An enzyme-linked immunosorbent assay (ELISA) for quantification of antibodies to Streptococcus mutans surface antigens

An ELISA was developed to quantitate the level of antibodies to various cell surface antigens of the Gram positive bacterium. Streptococcus mutans. Whole cells and purified cell wall components of S. mutans, lipoteichoic acid (LTA) from Streptococcus pyogenes, and dextran T 2000 were employed as coating antigens in this study. Cell walls of S. mutans were purified by mechanical disruption of whole cells followed by differential centrifugation and proteolytic enzyme treatment.

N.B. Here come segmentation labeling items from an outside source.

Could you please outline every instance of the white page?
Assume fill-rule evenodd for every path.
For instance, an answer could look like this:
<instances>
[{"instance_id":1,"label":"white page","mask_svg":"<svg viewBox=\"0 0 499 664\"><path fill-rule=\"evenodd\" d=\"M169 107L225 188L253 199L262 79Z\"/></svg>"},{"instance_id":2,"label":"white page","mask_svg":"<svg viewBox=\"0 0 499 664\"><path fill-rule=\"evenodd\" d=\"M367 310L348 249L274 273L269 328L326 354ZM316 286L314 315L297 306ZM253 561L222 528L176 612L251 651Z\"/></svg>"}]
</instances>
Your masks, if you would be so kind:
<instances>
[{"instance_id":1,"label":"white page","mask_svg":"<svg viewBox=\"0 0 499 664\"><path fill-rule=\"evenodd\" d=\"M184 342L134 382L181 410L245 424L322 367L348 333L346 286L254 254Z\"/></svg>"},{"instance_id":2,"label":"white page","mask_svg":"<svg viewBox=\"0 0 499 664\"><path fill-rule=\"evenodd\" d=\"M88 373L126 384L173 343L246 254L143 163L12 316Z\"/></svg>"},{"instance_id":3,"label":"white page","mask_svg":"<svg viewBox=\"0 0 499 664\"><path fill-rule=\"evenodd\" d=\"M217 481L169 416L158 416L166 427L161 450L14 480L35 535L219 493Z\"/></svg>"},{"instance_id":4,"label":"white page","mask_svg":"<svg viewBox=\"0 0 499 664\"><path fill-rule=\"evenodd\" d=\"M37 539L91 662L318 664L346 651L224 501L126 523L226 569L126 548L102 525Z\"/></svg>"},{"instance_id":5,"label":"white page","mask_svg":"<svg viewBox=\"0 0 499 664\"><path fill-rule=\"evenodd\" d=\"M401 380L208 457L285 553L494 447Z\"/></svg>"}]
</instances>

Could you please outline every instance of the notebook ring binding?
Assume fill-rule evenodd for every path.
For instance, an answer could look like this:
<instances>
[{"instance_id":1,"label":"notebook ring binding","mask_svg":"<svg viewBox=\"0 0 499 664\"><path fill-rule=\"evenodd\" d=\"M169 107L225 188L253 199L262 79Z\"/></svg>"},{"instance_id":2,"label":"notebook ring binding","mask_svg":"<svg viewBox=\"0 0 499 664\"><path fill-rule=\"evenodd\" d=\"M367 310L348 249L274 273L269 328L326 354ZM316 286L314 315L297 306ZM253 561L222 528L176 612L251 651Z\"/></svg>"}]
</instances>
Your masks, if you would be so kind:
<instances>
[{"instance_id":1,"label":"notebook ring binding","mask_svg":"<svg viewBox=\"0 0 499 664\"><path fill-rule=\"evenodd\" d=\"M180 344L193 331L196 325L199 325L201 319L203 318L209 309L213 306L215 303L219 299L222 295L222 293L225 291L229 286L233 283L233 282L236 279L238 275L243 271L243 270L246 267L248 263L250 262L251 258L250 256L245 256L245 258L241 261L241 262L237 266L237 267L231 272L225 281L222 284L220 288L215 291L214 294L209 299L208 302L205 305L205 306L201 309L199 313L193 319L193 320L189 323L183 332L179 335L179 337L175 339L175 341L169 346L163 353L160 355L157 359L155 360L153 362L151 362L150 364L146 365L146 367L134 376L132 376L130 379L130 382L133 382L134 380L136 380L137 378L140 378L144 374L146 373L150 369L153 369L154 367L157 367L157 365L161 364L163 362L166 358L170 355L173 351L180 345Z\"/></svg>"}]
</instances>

Serotype-specific carbohydrate was purified from an autoclaved, lyophilized S. mutans whole cell preparation by column chromatography. LTA was prepared by Sepharose 4B chromatography of a phenol-water extract of S. pyogenes and used for detection of anti-polyglycerophosphate (PGP) antibodies. A rabbit antiserum to S. mutans 6715 (serotype g), which precipitated with purified carbohydrate antigen (RR g), gave good reactions with purified cell walls and whole cells of S. mutans 6715, less activity with RR g and low activity to LTA and dextran when tested by ELISA. Adsorption of this antiserum with whole cells of S. pyogenes resulted in antibody activity with specificity only to the serotype carbohydrate. The specificity of the antibody for homologous coating antigen was RR g > cell wall > whole cells. An antiserum to S. mutans MT573 (serotype e) contained antibody predominantly to LTA, whereas, anti- S. mutans MT703 (serotype e) reacted with both dextran and LTA; however, the activity to LTA was removed by prior adsorption of the antiserum with S. pyogenes cells. This treatment did not alter the antibody activity to dextran. To establish the sensitivity of ELISA, a purified IgG anti-serotype carbohydrate antibody was prepared by adsorption of anti-S, mutans 6715 antiserum with a mutant of S. mutans which lacks serotype carbohydrate followed by adsorption and elution of specific antibodies from S. mutans 6715 whole cells. The minimum level of sensitivity of ELISA was 12.5 ng of IgG anti-serotype carbohydrate.